Wir lassen heute und in den nächsten TERRA-Bänden einen alten Bekannten zu Wort kommen: Herbert Bodenschatz, der seinerzeit, 17jährig, den ersten Preis bei unserer Umfrage „Warum lese ich eigentlich Science Fiction“ erhielt. (Siehe TERRA-Band 122 an dieser Stelle)
Herr Bodenschatz, der inzwischen an der Universität München Neuphilologie studiert, verfaßte als Absolvent des Münchener Alten Realgymnasiums 1963 eine Jahresarbeit, für die ihm zum bestandenen Abitur der „Oskar-von-Miller-Preis“ verliehen wurde.

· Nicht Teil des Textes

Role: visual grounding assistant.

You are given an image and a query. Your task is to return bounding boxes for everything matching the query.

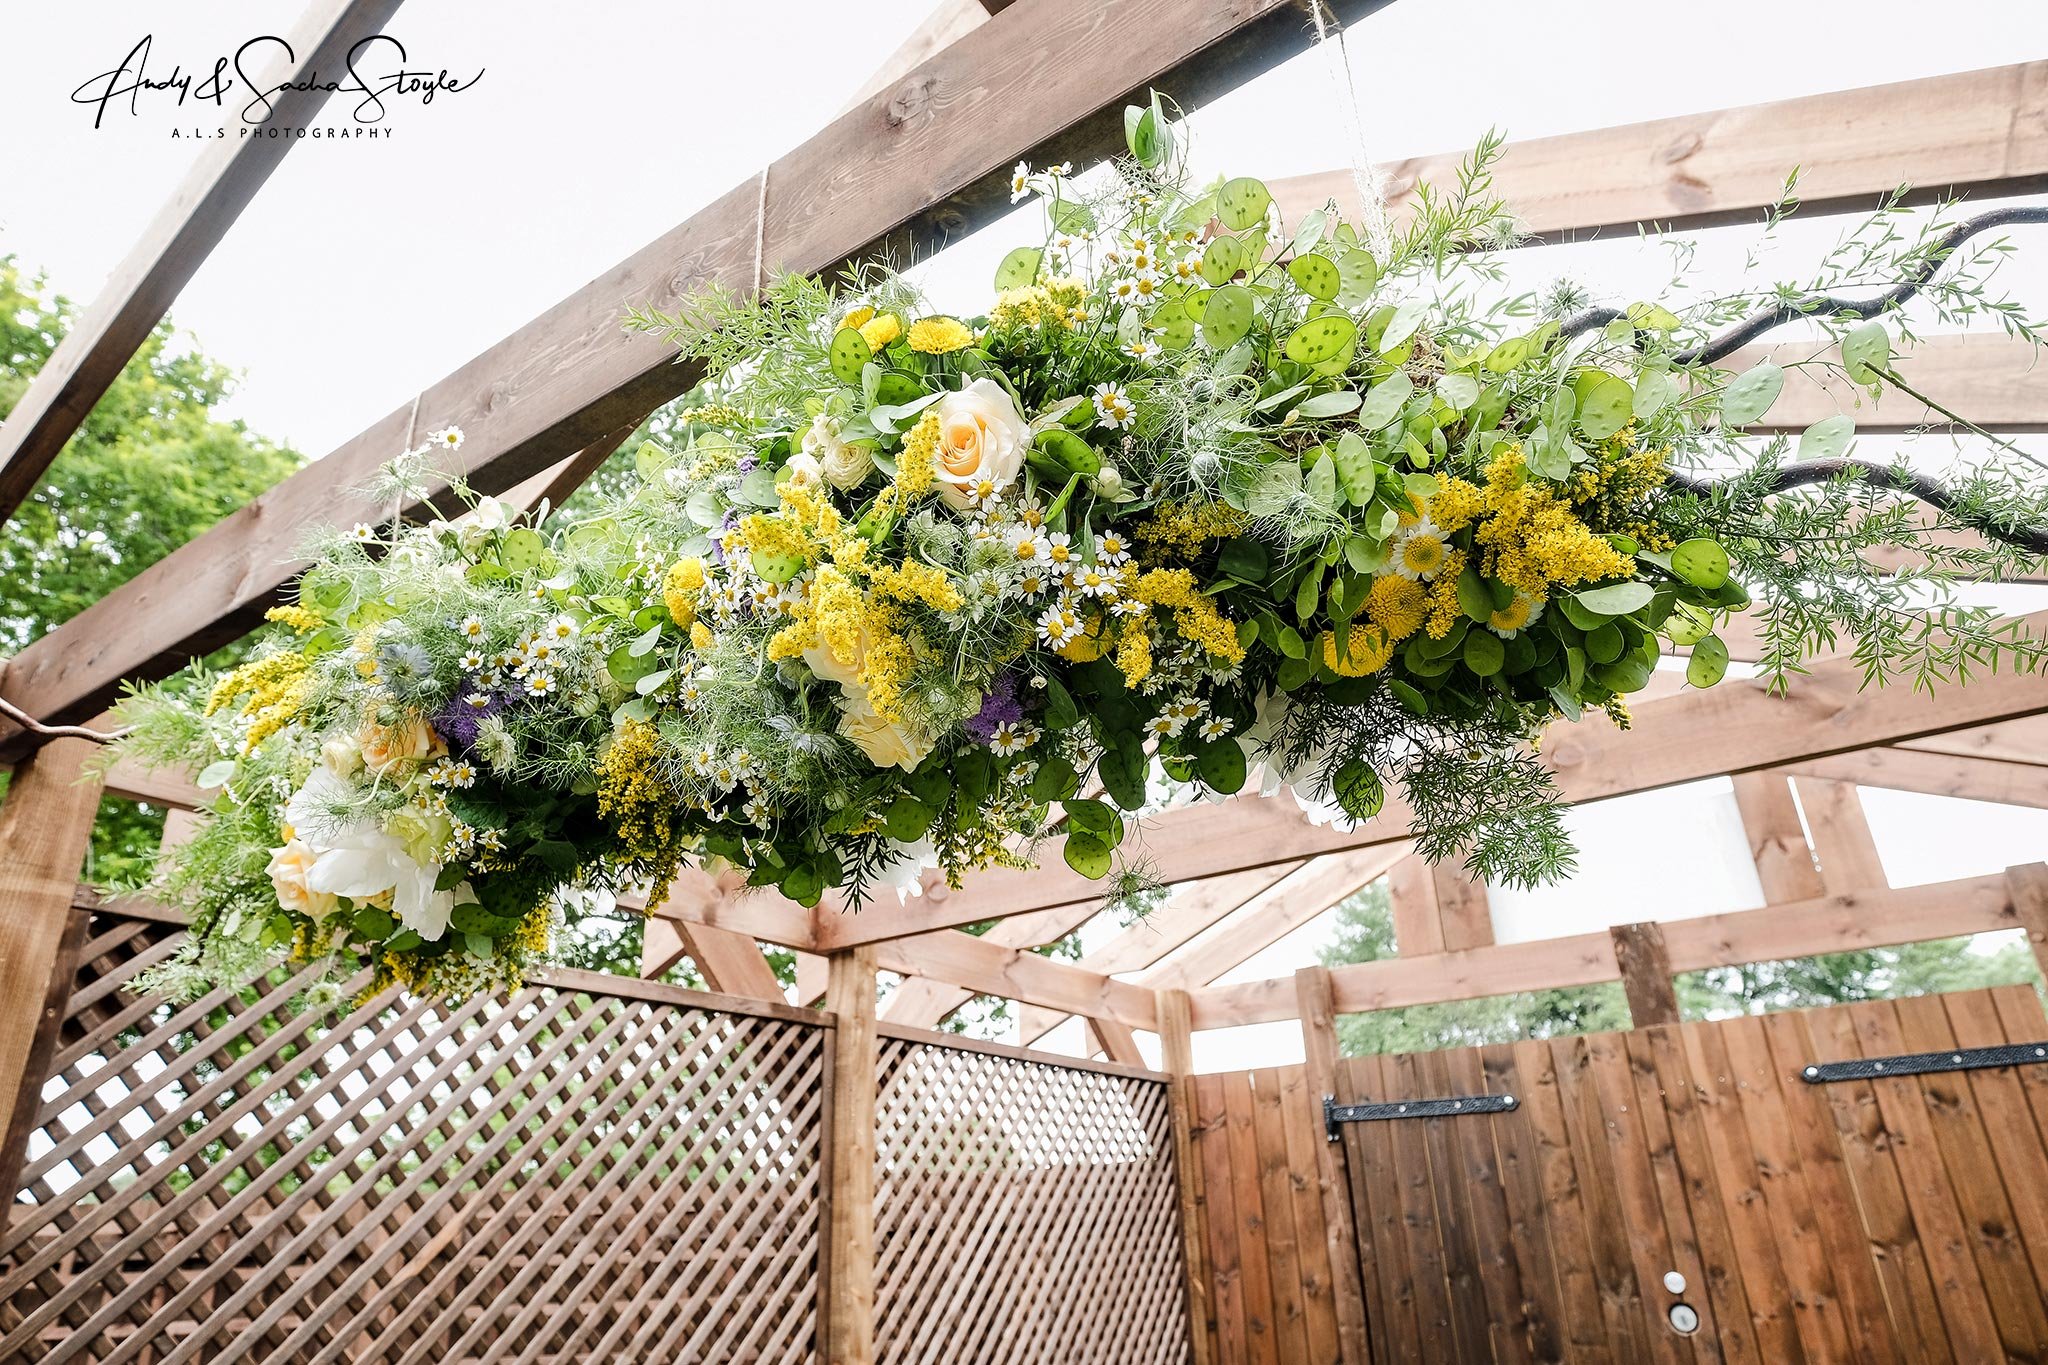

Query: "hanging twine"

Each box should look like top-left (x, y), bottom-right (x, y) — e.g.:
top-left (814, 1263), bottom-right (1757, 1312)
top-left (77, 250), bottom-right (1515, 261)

top-left (1306, 0), bottom-right (1394, 260)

Diese bemerkenswerte Abhandlung wollen wir nachstehend abdrucken. Sie trägt den Titel:
DIE UTOPIE
Grundprinzipien der utopischen Ausdrucksformen im Laufe der Geschichte, Struktur, bestimmende Faktoren und Bedeutung des utopischen Denkens.
 
Wenn man das Wort Utopie im gewöhnlichen Sprachgebrauch verwendet, dann bedeutet dies, daß viele Menschen Utopie und Unsinn gleichsetzen. Utopie ist danach eine phantastische Vorstellung von Dingen, die niemals Wirklichkeit werden. Dinge, die von verrückten Schwärmern und Träumern ersonnen werden und keinen Bezug zur realen Wirklichkeit haben. Schließlich und endlich sagt sich der Alltagsmensch: „Selbst wenn an den Utopien etwas Wahres sein sollte, was geht mich das an? In fünfzig Jahren ist alles vorbei …“
Diese oberflächliche Betrachtung erfaßt aber bei weitem nicht das Phänomen der Utopie in seinem wahren und wirklichen Wesensgehalt. Deshalb will ich versuchen, als Richtschnur für die folgenden Ausführungen diesen Begriff zu definieren und gegen ähnliche Geistesstrukturen abzugrenzen.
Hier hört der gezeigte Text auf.